Nuclear weapons would take the threat of a direct U.S. attack off the table, which is why Tehran wants them. Even without nuclear weapons, however, Iran's unconventional capabilities are already projecting unbalanced Iranian power throughout the Middle East, thus deterring the United States and intimidating the region.

"We don't have very good unconventional capabilities against them," says Ken Pollack, a senior fellow at the Brookings Institution and the author of The Persian Puzzle: The Conflict Between Iran and America. "Our great threat is the threat of escalating to conventional military operations. They understand there's a threshold, but it means that as long as they stay below that threshold, we haven't got much of a response."

That was essentially the dilemma of the late 1950s, and the solution is much the same today. Against Iran, developing flexible-response capability implies recognizing three facts. First, Iran has positioned itself as a regional power and must be dealt with as such. That will mean talking to Iran instead of at it, negotiating rather than demanding. Second, U.S. conventional superiority does not and will not sufficiently deter Iran, whether or not Iran is nuclear.

Third, the United States urgently needs instruments that can hurt Tehran short of launching a major war. Those include propaganda and aid campaigns, support for the mullahs' domestic political opponents, and economic pressure. All are easier said than done, but the cumulative effect even of flawed efforts can be significant, as the Soviets learned.

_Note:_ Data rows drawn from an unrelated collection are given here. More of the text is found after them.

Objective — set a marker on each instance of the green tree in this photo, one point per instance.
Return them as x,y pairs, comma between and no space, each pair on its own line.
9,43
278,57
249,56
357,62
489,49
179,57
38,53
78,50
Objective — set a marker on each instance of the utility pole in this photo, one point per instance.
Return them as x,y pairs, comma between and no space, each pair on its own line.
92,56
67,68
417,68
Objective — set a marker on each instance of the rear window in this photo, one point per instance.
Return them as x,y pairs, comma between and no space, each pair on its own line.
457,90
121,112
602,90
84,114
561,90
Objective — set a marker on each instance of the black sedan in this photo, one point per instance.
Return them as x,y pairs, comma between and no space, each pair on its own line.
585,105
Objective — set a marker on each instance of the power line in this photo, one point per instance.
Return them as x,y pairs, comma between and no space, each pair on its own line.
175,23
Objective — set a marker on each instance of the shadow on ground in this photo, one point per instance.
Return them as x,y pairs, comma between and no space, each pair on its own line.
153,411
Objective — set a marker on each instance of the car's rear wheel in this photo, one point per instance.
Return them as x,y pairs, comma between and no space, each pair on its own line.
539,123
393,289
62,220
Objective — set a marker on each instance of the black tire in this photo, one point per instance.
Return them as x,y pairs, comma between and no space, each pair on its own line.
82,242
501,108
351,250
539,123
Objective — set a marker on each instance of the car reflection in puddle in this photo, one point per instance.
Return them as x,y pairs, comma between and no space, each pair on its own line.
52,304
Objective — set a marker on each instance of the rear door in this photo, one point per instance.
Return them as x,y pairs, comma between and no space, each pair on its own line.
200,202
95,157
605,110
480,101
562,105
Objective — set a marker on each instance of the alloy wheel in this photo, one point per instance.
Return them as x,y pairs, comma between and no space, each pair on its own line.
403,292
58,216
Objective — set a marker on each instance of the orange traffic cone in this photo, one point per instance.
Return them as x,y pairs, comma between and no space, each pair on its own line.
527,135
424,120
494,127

In particular, Iran's fragile and unbalanced economy depends on oil exports. Today's tight oil markets allow Iran to use oil as a weapon, but the leverage, argues Michael O'Hanlon, a Brookings senior fellow, could be reversed if some slack were introduced in the market. To be in a position to threaten Tehran with an oil embargo—which would hurt Iran even if not all countries participated—"all we would need is about 5 million barrels a day of spare pumping capacity, which is about 5 to 6 percent of the world total." That would take some time but is do-able with help from, for example, biofuels, O'Hanlon says.

Most controversial, but possibly most important, would be a concerted effort to develop unconventional military capabilities, including covert operations, counterinsurgent efforts, and—yes—dirty tricks. Published accounts by Pollack and others tell of a 1997 intelligence operation (details remain classified) with which the United States hit back after Iran sponsored a terrorist attack on American forces in Saudi Arabia. Stung, Iran backed off. "I think we ought to make a much bigger effort to do this," says Pollack, adding, however, that we also "ought to be realistic about what we can accomplish."

The Bush administration is already creeping in some of those directions. It has announced its willingness to negotiate the nuclear issue directly with Iran, albeit under conditions that Iran has not met. In February, the administration announced an $85 million effort to support Iranian dissidents and democracy advocates. It has announced a modest initiative to reduce oil dependence. The administration is unlikely to talk about covert and proxy operations against Iran, but one would be "surprised and disappointed," as Ashton Carter, a former assistant secretary of Defense, told The Atlantic Monthly, if there weren't any.

Those measures are down payments on what will need to become, under Bush or (more likely) his successor, a change not just in tactics but in strategy. What JFK said 44 years ago is equally pertinent to the Iranian challenge today: A choice between inglorious retreat or unlimited retaliation is no real choice at all.